British funds cut their equity allocations to four-month lows following an early February shakeout, though many remain optimistic that strong economic growth and company earnings will keep the stock market boom going.

UK investment funds switch to eurozone and cash

By Sujata Rao

British funds cut their equity allocations to four-month lows following an early February shakeout, though many remain optimistic that strong economic growth and company earnings will keep the stock market boom going.

Reuters’ latest monthly asset allocation poll of 15 investment managers was conducted between February 12 to 26, as markets were recovering some poise following a savage sell-off that took US stocks 10% lower in the space of less than a week and sent equity volatility to multi-year highs.

World stocks are set to end February in the red, the first loss-making month after a 15-month winning streak, as central banks’ policy tightening intentions and rising inflation drove bond yields to multi-year highs.

UK-based fund managers cut their overall equity holdings by more than 2.5 percentage points to 51.2% on average, raising cash by one percentage point to 5.6%.

The swing followed a 7.5 percentage point surge in equity allocations to record highs over the course of 2017.

US and British stocks were especially out of favour, with allocations falling around four percentage points, leaving the latter at its lowest since November.

Meanwhile, eurozone and emerging equity holdings went up by 2.5 and four percentage points respectively.

“The waiting is over and the expected correction has blown at least some of the froth off the equity markets,” said John Husselbee, head of multi-asset at Liontrust Investments.

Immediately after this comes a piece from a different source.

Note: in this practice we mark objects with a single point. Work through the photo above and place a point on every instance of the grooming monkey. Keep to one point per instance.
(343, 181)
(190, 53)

But like many of his peers, Mr Husselbee was reluctant to call the end of the equity bull run, citing an expanding world economy, strongly growing company earnings and US tax cuts.

Asked if world stocks were already past their cyclical peak, 90% of those who responded said no.

That was despite expectations that US bond yields would rise further. Some 70% of those who replied to a question on 10-year yields predicted they would end 2018 above 3%, compared to current levels around 2.9%.

Kamil Amin, investment strategist at Charles Stanley, was among those confident that equities would test new highs. “The opportunity cost for holding equities over bonds in the US will remain firmly in place,” he said.